It’s a hybrid world

Jonathan Arnold - Managing Director at Volta Datacentres, shares his predictions for the IT and datacentre industry in 2018.

  • 6 years ago Posted in
Stakeholders in the IT industry – vendors, Channel, consultants, analysts and end users – must look at the political world with envy when it comes to the certainties to be encountered at Westminster and beyond! Brexit is an almost guaranteed disaster. For the Brexiteers, we’ll end up being too generous when it comes to the much talked about ‘divorce bill’, and for the Bremoaners, any deal short of the existing one we have as part of the EU will be a disaster. Add in the certainty of financial and personal life scandals, stir with the ongoing will she or won’t she remain as Prime Minster, sprinkle in a pinch of economic meltdown as the lessons of 2008 seem well and truly forgotten (apparently there’s more personal debt now than there was pre that previous crash – oh dear!), and that’s the year 2018 in politics.
Turning our attention to the world of IT and data centres, and nothing is quite so clear. Blink and you’ll miss the next technology development or business trend. Don’t believe me? Then think back over the past 10 years or so. Plenty has changed and, most notably, the pace of change has picked up dramatically, which makes planning for the future a particularly difficult task. That said, while there may be no ‘death and taxes’ certainties, there are some obvious trends that will continue, alongside the emergence of at least one new technology.

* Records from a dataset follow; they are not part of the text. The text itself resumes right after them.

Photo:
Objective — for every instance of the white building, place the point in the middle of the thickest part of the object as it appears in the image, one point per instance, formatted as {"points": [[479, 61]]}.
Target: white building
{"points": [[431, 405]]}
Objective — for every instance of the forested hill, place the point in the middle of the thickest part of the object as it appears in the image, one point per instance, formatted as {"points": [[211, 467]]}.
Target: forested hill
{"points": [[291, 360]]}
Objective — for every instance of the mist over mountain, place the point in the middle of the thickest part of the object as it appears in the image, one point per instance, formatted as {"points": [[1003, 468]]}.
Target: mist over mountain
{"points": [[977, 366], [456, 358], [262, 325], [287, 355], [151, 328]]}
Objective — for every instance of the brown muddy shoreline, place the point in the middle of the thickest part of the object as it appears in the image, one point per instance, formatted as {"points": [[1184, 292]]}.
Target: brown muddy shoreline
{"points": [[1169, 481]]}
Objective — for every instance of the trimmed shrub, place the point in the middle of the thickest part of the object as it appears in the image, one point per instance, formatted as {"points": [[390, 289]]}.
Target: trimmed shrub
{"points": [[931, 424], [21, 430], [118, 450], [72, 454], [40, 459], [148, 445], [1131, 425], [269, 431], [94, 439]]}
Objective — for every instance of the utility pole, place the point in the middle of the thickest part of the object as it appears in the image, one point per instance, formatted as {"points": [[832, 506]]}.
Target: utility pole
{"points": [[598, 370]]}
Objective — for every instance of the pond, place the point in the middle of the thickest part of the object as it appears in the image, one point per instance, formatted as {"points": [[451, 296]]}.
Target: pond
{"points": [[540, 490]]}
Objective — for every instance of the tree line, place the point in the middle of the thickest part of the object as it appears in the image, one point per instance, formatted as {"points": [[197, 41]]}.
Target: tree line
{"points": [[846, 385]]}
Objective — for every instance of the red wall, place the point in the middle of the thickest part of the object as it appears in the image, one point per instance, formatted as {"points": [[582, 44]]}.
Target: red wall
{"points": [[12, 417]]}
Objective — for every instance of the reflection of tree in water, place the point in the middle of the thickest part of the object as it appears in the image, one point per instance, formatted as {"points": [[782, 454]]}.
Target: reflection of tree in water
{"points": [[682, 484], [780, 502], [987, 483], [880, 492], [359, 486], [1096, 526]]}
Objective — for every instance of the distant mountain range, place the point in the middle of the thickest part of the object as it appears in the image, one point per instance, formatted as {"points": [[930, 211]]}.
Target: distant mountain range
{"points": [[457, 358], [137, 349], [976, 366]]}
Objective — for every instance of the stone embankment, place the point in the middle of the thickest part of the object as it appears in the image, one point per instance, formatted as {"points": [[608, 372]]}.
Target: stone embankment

The IT and data centre industry has performed the in/out dance since its birth. One minute everything needs to be centralised. The next minute everything needs to be distributed. That model is now being replaced by what I call hybrid infrastructure – a balanced mix of centralised and distributed IT resource, housed in a mixture of large, consolidated data centre facilities and, increasingly, local, edge, micro data centres. Clearly, one size doesn’t fit all.
Similarly, there seems to be a final recognition that any organisation needs to have a mixture of in-house and external IT and data centre resources, including colo, Cloud and Managed Services. Optimum flexibility, efficiency and cost requirements dictate such a policy. So, we have the emergence of a hybrid, hybrid world. IT and data centre infrastructure owned and operated in-house, owned and operated externally from a mixture of consolidated, centralised and distributed, localised facilities.
To reflect this change, it seems reasonable to expect an organisation’s workforce expertise to be transformed - especially when it comes to the IT department. There may no longer be the need for dedicated, single discipline IT experts, as much of the required skills are being sourced externally. The data centre is finally being recognised as a business’s data/information resource, and this requires that the data centre professionals and the facilities folks bury the hatchet and work closely together. It’s been talked about for years, but it does need to happen. Add in the fact that completely non-technical staff should be enabled (within boundaries) to fire up IT resources without finding a bottleneck in the data centre or IT infrastructure, and we see the emergence of…a hybrid, almost virtualised, pool of human resource when it comes to specifying and implementing the infrastructure required to support any new application. That’s to say, personnel from all company departments need to be involved in the IT and data centre process.
Automation and orchestration are crucial to achieving all of the above. So expect big things from this management area over the next 12 months. Running a hybrid, agile and optimised data centre and IT infrastructure is no longer possible without high levels of automated management. It’s just surprising that there aren’t more comprehensive solutions out there. We seem to be stuck in the multi-console age – whereby there are far too many software programmes running small chunks of the business. That needs to change.
Technology-wise, things move fast in the IT space. Not so much in the data centre industry – where some of the established technologies are those discovered by the ancient Greeks! It may take a while for the pace of change to increase, but I’m reliably informed by several sources that foam batteries will have a major impact on the data centre space in the near future. The promise is of better safety, much higher densities, and lighter weight batteries. Foam batteries seem to be under the radar as far as Wikipedia is concerned, but there’s plenty of vendor information out there for those interested.
It would be great to think that foam batteries are going to be just one or many energy efficiency related developments that will take the industry by storm – alternative energy, waste heat re-use and the like – but the UK seems depressingly slow to investigate these alternatives. No doubt, as smart cities become a reality, the data centre will have to adapt to play its full part.
Depressingly, it seems safe to predict that, despite the Digital Age developing at pace, far too many data centres will continue to be (relatively) inefficient and expensive to run!
I’ve managed to get this far without mentioning the ‘highlight’ of 2018 – but I can’t end without a nod in the direction of the arrival of the General Data Protection Regulation (GDPR). Security breaches are just a part of the landscape these days, but compliance promises to be centre stage, if only for a short while when GDPR finally arrives. I imagine that there will be a flurry of stories, as mainstream journalists make all manner of data-related requests to see if they can catch out big name organisations. And once this initial furore dies down, everyone will realise that, in actual fact, if they are looking after their data diligently, then GDPR compliance will not actually cause too many problems. But that won’t stop all the hype from vendors trying to push GDPR solutions!